Between Ideals and Beliefs

by Emma Sokoloff-Rubin:

Since the fall of Brazil’s military dictatorship in 1984, social movements and the Catholic Church have shaped daily life in Ibiraiaras, a small town in southern Brazil. Many local women work on family farms and shoulder all of the household tasks, only leaving the house to go to church or attend meetings of the Brazilian women’s movement.

Monica lives ten miles from Ibiraiaras, a small town in Southern Brazil where Ivone Bonés advocates for women's rights. (Sokoloff-Rubin/TYG)

In a rural Catholic town with strong patriarchal traditions, joining the women’s movement means taking bumpy rides to meetings on buses that only run on certain days of the week; it means leaving lunch on the table for husbands who sometimes forbid their wives to attend meetings; it means a chance to break away from rigid gender roles and discuss legal rights for women – and who should do the dishes in rural households.

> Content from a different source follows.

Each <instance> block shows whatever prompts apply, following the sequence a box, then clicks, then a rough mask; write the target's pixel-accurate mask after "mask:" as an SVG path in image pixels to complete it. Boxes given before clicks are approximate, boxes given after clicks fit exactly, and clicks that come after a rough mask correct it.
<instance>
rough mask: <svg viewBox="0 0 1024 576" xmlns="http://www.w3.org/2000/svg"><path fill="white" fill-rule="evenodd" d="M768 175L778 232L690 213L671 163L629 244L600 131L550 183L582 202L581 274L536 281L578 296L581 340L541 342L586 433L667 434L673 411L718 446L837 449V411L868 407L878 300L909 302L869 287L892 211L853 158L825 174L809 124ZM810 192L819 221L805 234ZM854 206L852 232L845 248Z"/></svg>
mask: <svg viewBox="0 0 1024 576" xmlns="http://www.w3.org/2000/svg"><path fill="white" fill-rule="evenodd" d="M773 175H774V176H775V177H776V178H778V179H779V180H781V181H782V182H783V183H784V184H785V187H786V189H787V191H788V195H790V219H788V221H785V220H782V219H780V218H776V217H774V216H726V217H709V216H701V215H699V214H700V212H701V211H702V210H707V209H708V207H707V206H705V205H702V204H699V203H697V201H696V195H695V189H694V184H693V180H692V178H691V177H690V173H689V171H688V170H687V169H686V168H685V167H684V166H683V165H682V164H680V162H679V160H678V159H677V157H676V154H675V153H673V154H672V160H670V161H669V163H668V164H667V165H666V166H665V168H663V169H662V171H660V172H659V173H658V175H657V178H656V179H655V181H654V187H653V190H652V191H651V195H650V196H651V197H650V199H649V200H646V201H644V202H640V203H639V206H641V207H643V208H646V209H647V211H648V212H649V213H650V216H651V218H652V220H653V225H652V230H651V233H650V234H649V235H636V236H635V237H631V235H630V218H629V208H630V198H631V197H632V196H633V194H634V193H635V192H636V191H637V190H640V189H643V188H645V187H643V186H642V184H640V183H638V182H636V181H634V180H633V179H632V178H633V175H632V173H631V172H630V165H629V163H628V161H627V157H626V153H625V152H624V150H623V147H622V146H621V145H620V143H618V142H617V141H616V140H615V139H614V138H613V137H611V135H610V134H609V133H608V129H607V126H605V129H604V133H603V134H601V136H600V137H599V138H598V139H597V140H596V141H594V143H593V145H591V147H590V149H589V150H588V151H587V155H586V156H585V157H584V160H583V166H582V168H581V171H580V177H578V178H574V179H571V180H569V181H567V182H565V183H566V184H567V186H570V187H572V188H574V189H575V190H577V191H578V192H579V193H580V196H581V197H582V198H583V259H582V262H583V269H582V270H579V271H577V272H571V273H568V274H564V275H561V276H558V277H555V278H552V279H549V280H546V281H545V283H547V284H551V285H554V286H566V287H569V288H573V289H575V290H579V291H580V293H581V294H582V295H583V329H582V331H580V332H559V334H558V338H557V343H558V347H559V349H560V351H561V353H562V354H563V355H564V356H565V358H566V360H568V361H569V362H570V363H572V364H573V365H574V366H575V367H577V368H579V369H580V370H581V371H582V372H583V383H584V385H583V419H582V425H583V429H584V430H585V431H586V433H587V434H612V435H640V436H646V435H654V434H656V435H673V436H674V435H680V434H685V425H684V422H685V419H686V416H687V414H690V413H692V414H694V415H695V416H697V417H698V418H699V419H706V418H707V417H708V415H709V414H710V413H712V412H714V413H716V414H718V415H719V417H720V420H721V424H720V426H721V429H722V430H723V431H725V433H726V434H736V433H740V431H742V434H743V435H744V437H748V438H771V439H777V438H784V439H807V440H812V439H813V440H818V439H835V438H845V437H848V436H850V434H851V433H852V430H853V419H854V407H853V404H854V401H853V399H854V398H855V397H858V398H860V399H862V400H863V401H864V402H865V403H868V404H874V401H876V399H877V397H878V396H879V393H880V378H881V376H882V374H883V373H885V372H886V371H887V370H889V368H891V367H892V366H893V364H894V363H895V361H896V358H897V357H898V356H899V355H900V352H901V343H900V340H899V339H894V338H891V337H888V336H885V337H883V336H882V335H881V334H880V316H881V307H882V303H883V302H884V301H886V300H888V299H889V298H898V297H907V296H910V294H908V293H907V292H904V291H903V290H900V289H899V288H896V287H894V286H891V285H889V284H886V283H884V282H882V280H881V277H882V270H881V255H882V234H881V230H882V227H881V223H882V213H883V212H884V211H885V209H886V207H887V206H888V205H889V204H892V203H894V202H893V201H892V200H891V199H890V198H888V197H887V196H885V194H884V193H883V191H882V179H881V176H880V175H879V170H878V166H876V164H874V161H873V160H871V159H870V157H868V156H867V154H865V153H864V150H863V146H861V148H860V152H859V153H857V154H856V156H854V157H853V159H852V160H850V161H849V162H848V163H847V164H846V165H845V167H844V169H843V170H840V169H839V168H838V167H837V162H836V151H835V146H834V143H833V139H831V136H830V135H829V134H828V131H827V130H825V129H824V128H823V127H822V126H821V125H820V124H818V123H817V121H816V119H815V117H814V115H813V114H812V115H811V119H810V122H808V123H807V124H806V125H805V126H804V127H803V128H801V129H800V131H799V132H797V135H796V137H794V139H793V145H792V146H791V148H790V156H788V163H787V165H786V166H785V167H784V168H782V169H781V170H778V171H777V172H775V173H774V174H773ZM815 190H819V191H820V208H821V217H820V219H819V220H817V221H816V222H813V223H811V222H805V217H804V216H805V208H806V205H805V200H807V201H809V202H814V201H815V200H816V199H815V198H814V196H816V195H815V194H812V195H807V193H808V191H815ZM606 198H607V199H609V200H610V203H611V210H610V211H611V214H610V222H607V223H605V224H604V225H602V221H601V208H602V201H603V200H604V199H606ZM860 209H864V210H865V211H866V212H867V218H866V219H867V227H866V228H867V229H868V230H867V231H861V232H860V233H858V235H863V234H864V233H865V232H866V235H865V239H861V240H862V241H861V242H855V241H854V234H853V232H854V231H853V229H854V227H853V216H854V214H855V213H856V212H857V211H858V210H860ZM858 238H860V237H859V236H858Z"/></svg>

Ivone Bonés, who helped form the women’s movement as a teenager, sees a clear line between activism and religion. Bonés believes in God, but not in “a Catholic or male God.” Although she goes to church and considers herself Catholic, after spending her life fighting for women’s rights, Bonés struggles to identify with the patriarchy in the Church. She believes that women who work in their homes and on the family farm should have recognition for the work they do and rights to maternity leave and pensions. For years, she has stopped at each house in Ibiraiaras not to convince women to change their religious beliefs, but to encourage them to re-think the community’s gendered hierarchies.

Catholicism often gets in the way when she goes door-to-door to persuade women to join the movement. Many residents of this devout town find Bonés’ progressive religious beliefs difficult to swallow. “Because people know I think this way,” Bonés explained, “because I won’t say what I don’t believe . . . right at that moment people distance themselves from me, and that destroys a bit of the work I do.”

For Bonés, Catholic doctrine mirrors gender inequality in Ibiraiaras. But she understands that faith is important to the women around her. “God functions as a way to explain yourself to yourself and know what you’re feeling,” she said. In fact, it was through religious youth groups that Bonés and her counterparts began to envision a different, fairer world, joining landless workers and anti-dam movements before ultimately forming their own women’s movement. To liberation theology priests in the 1980s, religion and the fight for social justice went hand-in-hand. Using their power as representatives of the church, priests visited rural houses to convince young women’s parents to let them take part in the vibrant activism taking place across the country.

When Bonés returned to the same towns to persuade women to join her women’s movement, however, religion stood in her way. Bonés holds firm to her faith and her commitment to women’s rights—but some of her neighbors believe she must choose between the two.